The objective of this research is to develop a guide that identifies available and proposes additional tools and techniques to foster useable and improved practices for key stakeholders to combine risk analysis, constructability reviews, value engineering, and other processes for improving project outcomes.
The proposed work plan should be divided into two phases with discrete tasks for each phase. Phase I will culminate in an interim report that will present the results of the initial components of the research, a detailed, annotated outline of the guide, and an updated work plan for Phase II. A face-to-face interim meeting with the NCHRP panel will be scheduled at the conclusion of Phase I to discuss and approve the interim report. Work on Phase II tasks will not begin until the updated work plan is approved by NCHRP. The project schedule will include 1 month for NCHRP review and approval of the interim report.
The research plan included the following:
1. a kick-off teleconference meeting of the research team and the NCHRP project panel, to be held within 1 month of the contract’s execution date;
2. a literature review that identifies and summarizes key products of previous research;
3. the aforementioned interim report which presents the output of Phase I, including a preliminary detailed, annotated outline of the guide;
4. a final version of the guide and associated templates and related tools and techniques that fulfills the project objective;
5. a final report documenting the research; and
6. a PowerPoint or similar presentation describing the project background, objective, research method, findings, and conclusions.

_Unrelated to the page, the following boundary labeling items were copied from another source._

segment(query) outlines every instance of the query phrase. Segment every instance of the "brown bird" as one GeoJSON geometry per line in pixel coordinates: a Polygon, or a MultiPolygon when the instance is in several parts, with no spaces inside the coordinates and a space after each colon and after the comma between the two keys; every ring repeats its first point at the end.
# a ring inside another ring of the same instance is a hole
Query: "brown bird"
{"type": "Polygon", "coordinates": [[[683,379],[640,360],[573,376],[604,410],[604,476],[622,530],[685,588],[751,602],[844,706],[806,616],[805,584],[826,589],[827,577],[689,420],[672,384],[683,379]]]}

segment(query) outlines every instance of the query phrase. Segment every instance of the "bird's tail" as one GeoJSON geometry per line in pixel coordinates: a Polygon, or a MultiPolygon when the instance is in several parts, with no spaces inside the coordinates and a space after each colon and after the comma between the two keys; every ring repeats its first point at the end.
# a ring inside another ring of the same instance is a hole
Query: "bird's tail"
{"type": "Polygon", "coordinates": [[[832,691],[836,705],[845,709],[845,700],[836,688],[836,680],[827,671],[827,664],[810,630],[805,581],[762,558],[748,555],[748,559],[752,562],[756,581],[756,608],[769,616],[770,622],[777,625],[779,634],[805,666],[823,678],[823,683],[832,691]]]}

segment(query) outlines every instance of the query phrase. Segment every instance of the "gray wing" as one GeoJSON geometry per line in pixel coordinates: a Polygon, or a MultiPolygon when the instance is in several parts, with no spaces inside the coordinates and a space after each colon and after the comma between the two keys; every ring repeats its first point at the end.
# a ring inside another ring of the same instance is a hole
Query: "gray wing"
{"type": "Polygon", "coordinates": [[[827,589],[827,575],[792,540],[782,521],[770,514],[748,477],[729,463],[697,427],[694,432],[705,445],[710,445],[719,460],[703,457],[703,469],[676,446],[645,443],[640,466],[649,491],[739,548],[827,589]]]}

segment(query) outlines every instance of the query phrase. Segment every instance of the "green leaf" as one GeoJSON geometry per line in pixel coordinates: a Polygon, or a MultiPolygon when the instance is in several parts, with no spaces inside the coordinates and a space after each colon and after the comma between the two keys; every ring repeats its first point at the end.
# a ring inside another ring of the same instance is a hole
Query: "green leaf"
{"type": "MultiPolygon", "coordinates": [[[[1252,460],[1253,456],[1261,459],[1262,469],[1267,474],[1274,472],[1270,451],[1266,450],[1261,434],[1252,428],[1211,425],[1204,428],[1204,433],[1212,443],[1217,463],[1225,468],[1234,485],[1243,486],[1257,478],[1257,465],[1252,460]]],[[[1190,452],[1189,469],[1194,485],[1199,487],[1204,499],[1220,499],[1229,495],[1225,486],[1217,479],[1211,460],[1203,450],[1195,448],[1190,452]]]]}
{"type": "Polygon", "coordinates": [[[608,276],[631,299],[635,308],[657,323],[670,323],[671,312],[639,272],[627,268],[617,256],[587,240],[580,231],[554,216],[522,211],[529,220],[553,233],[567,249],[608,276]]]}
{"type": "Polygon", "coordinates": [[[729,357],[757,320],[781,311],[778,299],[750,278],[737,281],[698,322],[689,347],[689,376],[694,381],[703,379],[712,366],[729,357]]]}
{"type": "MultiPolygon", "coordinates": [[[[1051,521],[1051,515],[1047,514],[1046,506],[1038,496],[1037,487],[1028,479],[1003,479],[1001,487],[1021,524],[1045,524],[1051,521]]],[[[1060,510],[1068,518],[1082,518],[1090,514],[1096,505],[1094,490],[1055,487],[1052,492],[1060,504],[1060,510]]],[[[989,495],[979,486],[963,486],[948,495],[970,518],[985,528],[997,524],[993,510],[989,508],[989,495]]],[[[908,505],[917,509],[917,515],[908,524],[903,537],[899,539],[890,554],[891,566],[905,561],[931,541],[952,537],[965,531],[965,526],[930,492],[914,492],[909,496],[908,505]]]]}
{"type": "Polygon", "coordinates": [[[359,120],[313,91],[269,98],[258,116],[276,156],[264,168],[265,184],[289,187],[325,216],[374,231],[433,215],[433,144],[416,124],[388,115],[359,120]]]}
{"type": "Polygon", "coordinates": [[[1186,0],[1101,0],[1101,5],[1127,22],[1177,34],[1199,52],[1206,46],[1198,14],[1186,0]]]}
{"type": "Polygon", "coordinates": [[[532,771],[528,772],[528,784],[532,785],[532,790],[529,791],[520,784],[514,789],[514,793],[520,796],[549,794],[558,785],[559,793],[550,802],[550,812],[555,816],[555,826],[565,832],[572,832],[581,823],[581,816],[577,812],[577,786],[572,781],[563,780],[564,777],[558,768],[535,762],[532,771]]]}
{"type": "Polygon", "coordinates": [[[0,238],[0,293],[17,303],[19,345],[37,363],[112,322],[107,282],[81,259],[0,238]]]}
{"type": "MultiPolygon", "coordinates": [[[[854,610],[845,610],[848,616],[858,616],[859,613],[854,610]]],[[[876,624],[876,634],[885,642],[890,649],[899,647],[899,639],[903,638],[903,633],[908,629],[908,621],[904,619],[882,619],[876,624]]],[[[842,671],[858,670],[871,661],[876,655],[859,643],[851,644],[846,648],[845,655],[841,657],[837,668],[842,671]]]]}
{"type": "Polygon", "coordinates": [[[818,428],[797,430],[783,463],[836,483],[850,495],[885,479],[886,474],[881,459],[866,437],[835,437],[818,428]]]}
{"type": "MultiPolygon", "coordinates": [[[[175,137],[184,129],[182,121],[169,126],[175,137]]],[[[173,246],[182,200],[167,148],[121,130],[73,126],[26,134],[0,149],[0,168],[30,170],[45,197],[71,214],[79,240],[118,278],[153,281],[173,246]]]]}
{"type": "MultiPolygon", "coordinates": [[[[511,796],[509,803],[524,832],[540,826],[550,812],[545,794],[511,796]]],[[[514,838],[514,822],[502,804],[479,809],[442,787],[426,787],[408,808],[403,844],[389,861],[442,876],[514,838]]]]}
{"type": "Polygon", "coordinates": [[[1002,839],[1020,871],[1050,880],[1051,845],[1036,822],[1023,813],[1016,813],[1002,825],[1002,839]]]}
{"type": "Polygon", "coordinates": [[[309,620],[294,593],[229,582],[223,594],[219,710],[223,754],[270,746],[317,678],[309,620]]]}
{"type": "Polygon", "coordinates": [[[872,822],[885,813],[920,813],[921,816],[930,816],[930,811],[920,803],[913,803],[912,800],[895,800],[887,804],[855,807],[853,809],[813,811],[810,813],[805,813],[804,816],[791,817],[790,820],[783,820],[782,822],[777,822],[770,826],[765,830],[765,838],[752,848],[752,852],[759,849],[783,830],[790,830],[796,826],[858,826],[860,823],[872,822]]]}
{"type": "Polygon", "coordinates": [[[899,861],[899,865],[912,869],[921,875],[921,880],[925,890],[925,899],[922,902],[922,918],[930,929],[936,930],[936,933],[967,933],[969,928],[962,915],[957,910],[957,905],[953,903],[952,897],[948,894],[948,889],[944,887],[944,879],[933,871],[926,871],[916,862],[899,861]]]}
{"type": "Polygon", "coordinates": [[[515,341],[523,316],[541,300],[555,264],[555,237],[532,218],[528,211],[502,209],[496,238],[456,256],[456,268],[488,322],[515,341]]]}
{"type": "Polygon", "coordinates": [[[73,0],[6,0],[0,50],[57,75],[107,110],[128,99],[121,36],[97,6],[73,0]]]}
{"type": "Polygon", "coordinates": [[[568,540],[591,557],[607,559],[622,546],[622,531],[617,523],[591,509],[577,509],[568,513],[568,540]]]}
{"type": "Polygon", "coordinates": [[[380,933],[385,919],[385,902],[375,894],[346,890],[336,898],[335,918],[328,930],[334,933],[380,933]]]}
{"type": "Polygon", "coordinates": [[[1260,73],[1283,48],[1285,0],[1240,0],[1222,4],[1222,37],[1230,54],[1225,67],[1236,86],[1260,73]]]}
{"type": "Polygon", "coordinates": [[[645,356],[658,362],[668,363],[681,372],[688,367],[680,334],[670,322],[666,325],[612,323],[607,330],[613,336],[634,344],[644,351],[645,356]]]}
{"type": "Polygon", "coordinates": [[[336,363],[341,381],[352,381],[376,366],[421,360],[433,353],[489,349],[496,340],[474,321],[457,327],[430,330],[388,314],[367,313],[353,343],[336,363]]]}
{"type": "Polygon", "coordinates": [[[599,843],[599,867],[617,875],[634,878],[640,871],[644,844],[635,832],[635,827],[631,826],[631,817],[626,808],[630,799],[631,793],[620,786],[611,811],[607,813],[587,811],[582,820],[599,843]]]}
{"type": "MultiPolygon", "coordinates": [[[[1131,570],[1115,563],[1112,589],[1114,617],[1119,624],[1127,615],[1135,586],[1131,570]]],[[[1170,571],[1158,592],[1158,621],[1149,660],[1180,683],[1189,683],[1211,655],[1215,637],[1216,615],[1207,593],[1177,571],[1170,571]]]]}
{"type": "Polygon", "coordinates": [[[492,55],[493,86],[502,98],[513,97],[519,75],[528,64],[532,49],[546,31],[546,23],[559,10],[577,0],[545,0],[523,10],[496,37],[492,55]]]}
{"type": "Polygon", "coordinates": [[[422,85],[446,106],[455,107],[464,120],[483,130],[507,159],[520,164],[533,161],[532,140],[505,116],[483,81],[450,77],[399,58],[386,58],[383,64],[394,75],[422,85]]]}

To accomplish the project objective, the research plan identified and developed tools and techniques that can be used to stimulate innovative methods to allocate risk effectively while achieving maximum value for money invested. Further, the research plan should incorporate these tools and techniques into a guide for use by any transportation agency, enhancing opportunities for generating and applying innovative and effective project delivery strategies. This guideprovides decision makers, program and project managers, and value engineering practitioners with a consistent approach to integrate value engineering with risk analysis throughout the project planning, development, and delivery process. In preparing these deliverables, the research plan should address a broad range of issues and procedures, such as the following:
1. How to measure value, i.e., how to integrate quantifiable risk, function analysis, and performance-based decision making;
2. How to integrate the unique perspective of each member of the core team: owner, designer, and contractor;
3. How to use performance-based techniques that foster innovation; and
4. How to use value engineering and risk analysis to foster innovation.
The final report has been published as NCHRP Report 850
and includes the written report, a set of training videos, an Excel based model, and a sample project application.